Limitation of Liability, or Who's Left Holding the Bag

The Limitation of Liability Clause is an increasingly important aspect of contracts involving design professionals. The Clause provides a cap on damages in the event of a breach. On its face the Limitation of Liability Clause seems to be one-sided and out of place in an agreement between responsible professionals. However, it appears with significant regularity and understanding its effect is essential for the project owner.

To understand the Limitation of Liability Clause, it helps to first answer what it is not. The Limitation of Liability Clause is not an exculpatory or indemnification clause. It does not allow the contracting party to escape liability as would an exculpatory clause and it does not require the contracting party to hold a breaching party harmless as would an indemnification clause. Absent these functions, the Limitation of Liability Clause is not subjected to the strict language interpretation that courts apply to the previously mentioned clauses. Limitation of Liability Clauses are frequently challenged, but also regularly upheld.

For example, in SAMS Hotel Group, LLC, v. Environs, Inc., the Seventh Circuit Court of Appeals upheld a generous Limitation of Liability Clause. 716 F.3d 432 (7th Cir. 2013). In that case, the architecture firm (Environs) capped their liability at their lump sum payment of $70,000, which applied if the breach was for negligence, errors, breach, etc. When a mistake in the design resulted in a $4.2 million dollar loss for the hotel, the owner (SAMS) went after Environs for the loss. They alleged that Environs acted negligently in designing the hotel and the court agreed; however, the court found that SAMS could only recover $70,000 in damages in accordance with the Limitation of Liability Clause.

SAMS argued that the Limitation of Liability Clause should not be enforced because the phrase “negligence” did not specifically refer to Environs. Exculpatory and indemnification clauses are required to be as specific as possible because of the harshness of misinterpretation. The Court disagreed, finding that two sophisticated parties can contract to limit liability without the strict interpretation associated with avoiding liability. Unless the terms are grossly disproportional, limitation of liability will be upheld when neither party is at a clear disadvantage.

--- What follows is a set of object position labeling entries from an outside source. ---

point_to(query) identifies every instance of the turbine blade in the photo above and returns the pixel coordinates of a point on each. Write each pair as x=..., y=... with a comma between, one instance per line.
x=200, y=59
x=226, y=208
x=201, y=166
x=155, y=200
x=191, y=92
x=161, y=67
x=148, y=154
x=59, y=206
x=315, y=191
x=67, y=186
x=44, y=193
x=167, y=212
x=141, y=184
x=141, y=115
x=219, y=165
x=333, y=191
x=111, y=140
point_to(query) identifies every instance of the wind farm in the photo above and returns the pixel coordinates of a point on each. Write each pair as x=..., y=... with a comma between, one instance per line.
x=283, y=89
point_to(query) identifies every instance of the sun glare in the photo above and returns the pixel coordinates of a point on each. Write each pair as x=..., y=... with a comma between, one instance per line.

Comments: The result in this case may seem harsh, but the parties’ ability to negotiate a Limitation of Liability Clause tempers its strength. By assigning risk, design professionals are able to take on contracts where the potential damage may far exceed their assets. Without such protection, the risk associated with this work would be unreasonable. At the same time, by taking on more or less liability, a project owner is able to negotiate a lower price or lower security with contractors.

The Limitation of Liability Clause can be both a useful tool and an overlooked risk. Navigating a contract is no easy task, but careful consultation before signing may avoid catastrophic results. Knowing your risk when entering a contract could mean the difference of being protected and being out $4.2 million dollars.